DIETRICH AND VON STERNBERG

There are few films as entertaining and as beautiful to look at as the series Josef von Sternberg made with Marlene Dietrich in Hollywood in the 1930s. It would be wrong to see them — or, God forbid, dismiss them — as exercises in camp. They are not ironic send-ups of the exotic romance film — they are in fact attempts to take the exotic romance film as far into the realm of delirious sensuality as it can be taken.  They treat romance and Eros absolutely seriously, as long as we admit that play and perversity are serious elements of romance and Eros.

At heart they are sweet films — films about people disillusioned with true love who somehow find a way to believe in it again.  On the surface, however, they seethe with pure carnality, unfolding in a thoroughly eroticized universe, and it’s Dietrich’s persona and Von Sternberg’s visuals which do the eroticizing.  Dietrich usually starts out world-weary and skeptical of men, but the pose never becomes totally cynical.  Her characters hold onto the fun of sex if nothing else, and the loving, elegant way Dietrich is lit and photographed suggests that there’s a deep and transcendent nobility in her characters’ wry good humor about it all.

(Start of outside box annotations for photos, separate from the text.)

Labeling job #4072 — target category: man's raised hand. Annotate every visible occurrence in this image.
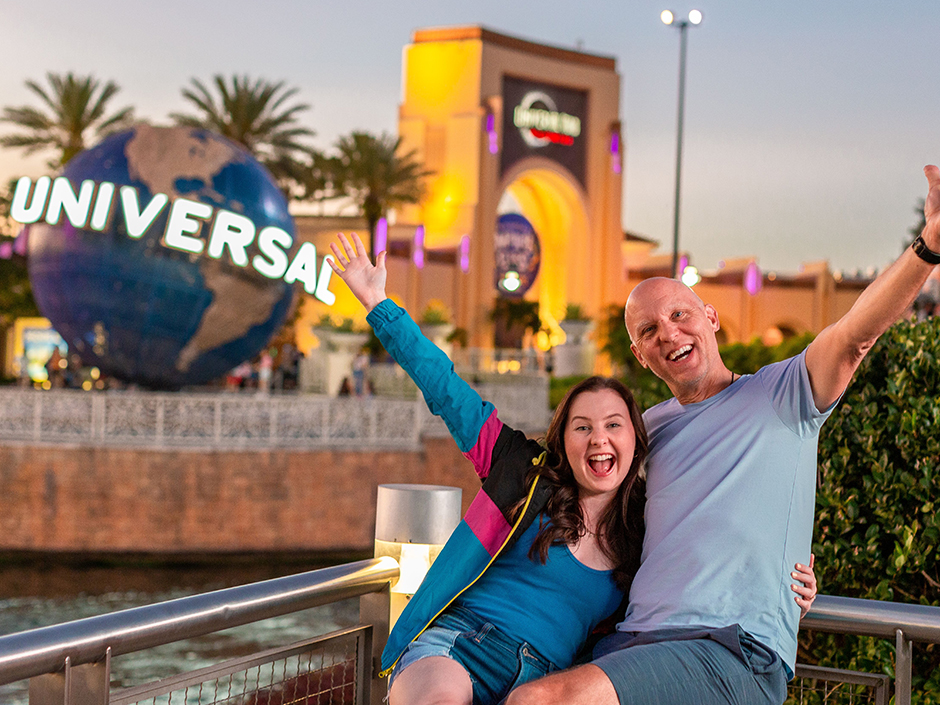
[327,233,388,313]
[922,164,940,252]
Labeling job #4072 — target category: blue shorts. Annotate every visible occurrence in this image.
[591,624,787,705]
[389,606,558,705]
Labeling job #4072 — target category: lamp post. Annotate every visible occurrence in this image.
[659,10,702,277]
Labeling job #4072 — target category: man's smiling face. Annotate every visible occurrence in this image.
[624,279,727,403]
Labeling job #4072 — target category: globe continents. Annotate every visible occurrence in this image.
[28,124,294,388]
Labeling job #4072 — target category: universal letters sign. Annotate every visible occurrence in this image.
[10,176,336,305]
[500,76,587,185]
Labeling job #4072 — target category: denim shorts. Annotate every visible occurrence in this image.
[389,606,558,705]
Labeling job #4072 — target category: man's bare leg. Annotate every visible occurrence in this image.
[505,664,620,705]
[388,656,474,705]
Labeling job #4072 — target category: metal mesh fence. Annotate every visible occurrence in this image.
[110,627,369,705]
[784,664,890,705]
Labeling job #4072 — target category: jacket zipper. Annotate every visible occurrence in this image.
[379,470,545,678]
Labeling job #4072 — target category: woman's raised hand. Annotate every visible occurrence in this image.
[327,233,388,313]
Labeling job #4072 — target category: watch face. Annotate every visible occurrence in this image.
[911,235,940,264]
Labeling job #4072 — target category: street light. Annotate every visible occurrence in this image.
[659,10,702,277]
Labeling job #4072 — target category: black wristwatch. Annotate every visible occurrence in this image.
[911,235,940,264]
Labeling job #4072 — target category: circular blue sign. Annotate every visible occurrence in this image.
[494,213,542,299]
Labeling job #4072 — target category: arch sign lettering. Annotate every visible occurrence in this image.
[500,76,587,186]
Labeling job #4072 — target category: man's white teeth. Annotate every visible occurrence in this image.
[669,345,692,362]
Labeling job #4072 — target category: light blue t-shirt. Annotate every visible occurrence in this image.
[457,521,623,668]
[617,352,835,669]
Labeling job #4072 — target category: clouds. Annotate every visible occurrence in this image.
[0,0,940,269]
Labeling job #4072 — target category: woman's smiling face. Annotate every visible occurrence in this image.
[564,389,636,498]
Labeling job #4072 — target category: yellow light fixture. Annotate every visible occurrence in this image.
[375,485,461,627]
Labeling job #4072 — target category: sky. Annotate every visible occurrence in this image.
[0,0,940,272]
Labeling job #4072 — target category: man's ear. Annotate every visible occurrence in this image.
[630,343,649,369]
[705,304,721,333]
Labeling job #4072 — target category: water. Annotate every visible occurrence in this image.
[0,559,359,705]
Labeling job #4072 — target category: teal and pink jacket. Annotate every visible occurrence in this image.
[366,299,551,676]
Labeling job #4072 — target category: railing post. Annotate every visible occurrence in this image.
[91,394,107,441]
[153,394,166,448]
[894,629,913,705]
[212,398,222,448]
[360,583,391,705]
[33,393,43,443]
[29,648,111,705]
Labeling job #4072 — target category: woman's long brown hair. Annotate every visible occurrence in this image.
[513,376,649,592]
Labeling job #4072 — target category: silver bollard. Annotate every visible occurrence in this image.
[375,485,462,626]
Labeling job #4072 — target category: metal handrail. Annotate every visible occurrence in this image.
[0,556,399,685]
[800,595,940,644]
[802,595,940,705]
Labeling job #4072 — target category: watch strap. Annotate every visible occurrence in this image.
[911,235,940,264]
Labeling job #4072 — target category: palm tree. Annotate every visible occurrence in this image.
[170,74,315,192]
[0,72,134,169]
[334,132,432,237]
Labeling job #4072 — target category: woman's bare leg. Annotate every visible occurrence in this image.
[388,656,473,705]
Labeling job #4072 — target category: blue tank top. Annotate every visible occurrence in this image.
[457,521,623,668]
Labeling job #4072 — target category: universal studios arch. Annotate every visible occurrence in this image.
[389,26,626,347]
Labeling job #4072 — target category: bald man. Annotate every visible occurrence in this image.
[507,166,940,705]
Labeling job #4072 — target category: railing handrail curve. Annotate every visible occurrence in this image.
[0,556,398,685]
[800,595,940,644]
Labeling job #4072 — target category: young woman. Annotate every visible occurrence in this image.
[330,234,815,705]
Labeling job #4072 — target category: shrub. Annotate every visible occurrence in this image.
[800,318,940,705]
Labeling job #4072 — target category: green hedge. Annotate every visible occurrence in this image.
[800,318,940,705]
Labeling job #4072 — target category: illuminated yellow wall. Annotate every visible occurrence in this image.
[389,27,626,347]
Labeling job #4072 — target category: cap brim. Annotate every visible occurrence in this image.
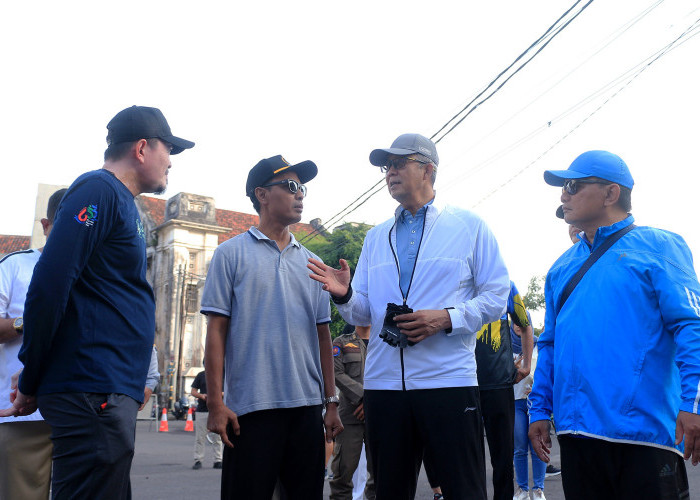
[286,160,318,184]
[369,148,415,167]
[544,170,591,187]
[162,135,194,155]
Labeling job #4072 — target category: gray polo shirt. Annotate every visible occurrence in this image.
[201,227,331,416]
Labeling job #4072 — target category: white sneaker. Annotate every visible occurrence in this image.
[513,486,530,500]
[532,488,547,500]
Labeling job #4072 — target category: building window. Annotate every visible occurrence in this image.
[185,285,198,313]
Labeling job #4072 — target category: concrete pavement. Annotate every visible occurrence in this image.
[131,420,700,500]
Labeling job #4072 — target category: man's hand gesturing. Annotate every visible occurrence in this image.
[306,259,350,297]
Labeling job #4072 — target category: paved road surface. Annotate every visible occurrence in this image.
[131,421,700,500]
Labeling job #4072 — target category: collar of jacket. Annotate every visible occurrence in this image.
[579,214,634,252]
[394,192,445,228]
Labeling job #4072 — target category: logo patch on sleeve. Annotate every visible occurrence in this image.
[73,205,97,227]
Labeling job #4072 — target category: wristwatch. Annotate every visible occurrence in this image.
[323,396,340,407]
[12,316,24,335]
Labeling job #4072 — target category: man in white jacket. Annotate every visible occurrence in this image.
[309,134,510,500]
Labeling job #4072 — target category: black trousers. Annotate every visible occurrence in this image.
[221,405,325,500]
[479,386,515,500]
[364,387,486,500]
[559,434,690,500]
[38,392,139,499]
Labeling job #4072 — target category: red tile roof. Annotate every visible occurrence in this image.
[0,235,30,255]
[139,196,165,227]
[140,196,313,244]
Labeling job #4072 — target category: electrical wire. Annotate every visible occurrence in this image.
[300,0,593,244]
[472,14,700,208]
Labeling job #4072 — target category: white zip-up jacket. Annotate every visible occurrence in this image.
[337,201,510,390]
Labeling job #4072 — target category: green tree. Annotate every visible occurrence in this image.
[523,276,545,336]
[294,223,372,338]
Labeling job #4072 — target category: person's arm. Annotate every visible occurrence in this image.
[447,221,510,335]
[652,236,700,465]
[204,313,241,448]
[307,229,373,325]
[190,387,207,401]
[0,257,22,344]
[333,341,364,406]
[19,178,118,395]
[513,325,535,384]
[0,318,22,344]
[528,275,556,462]
[316,323,343,443]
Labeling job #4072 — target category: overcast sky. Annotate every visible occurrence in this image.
[0,0,700,316]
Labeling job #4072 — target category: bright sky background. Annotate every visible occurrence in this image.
[0,0,700,324]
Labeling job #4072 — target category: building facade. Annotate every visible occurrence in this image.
[0,184,319,406]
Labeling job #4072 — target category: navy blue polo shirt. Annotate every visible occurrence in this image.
[19,169,155,401]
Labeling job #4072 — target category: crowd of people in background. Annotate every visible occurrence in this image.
[0,106,700,500]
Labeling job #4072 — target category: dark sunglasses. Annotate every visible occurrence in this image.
[260,179,306,196]
[561,179,612,196]
[379,156,430,174]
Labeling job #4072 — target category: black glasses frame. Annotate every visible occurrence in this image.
[561,179,613,196]
[379,156,430,174]
[260,179,306,196]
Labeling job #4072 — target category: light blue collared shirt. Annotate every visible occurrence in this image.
[396,198,434,297]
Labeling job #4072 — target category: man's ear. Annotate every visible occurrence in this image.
[131,139,148,163]
[604,184,620,206]
[255,187,270,206]
[41,217,51,237]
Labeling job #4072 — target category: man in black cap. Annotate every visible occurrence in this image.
[0,106,194,498]
[202,156,343,500]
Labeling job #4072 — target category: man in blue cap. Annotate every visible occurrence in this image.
[309,134,512,499]
[529,151,700,499]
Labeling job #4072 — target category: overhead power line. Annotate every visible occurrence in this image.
[472,14,700,208]
[300,0,593,243]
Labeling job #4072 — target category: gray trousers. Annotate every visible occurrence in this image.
[328,424,375,500]
[39,392,139,500]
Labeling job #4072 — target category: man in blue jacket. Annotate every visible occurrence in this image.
[529,151,700,499]
[0,106,194,499]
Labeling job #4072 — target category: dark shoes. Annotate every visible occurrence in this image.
[544,464,561,477]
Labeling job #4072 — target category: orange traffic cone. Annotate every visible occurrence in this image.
[158,408,168,432]
[185,408,194,432]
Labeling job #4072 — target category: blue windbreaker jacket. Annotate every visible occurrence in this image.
[530,216,700,452]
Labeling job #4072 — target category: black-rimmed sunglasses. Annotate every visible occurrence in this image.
[260,179,306,196]
[379,156,430,174]
[561,179,612,196]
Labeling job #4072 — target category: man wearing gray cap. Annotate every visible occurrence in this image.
[0,106,194,498]
[529,151,700,499]
[309,134,510,500]
[201,155,343,500]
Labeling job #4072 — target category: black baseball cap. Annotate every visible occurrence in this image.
[245,155,318,199]
[107,106,194,155]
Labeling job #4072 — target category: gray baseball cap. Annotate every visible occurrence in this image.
[369,134,440,167]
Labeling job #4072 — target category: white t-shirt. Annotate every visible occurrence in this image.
[0,250,43,423]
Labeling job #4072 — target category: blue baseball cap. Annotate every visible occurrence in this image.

The narratives of the films, often quite preposterous, are mere pretexts for a celebration of female sexuality — the mad images of an utterly artificial world are no more than window dressing for the mad game of sex, but the mad game of sex is always ultimately about love.

William Blake wrote:

There is a smile of love,
And there is a smile of deceit,
And there is a smile of smiles
In which these two smiles meet.

This is Dietrich’s smile in these films — bewitching, beautiful, mysterious and profound.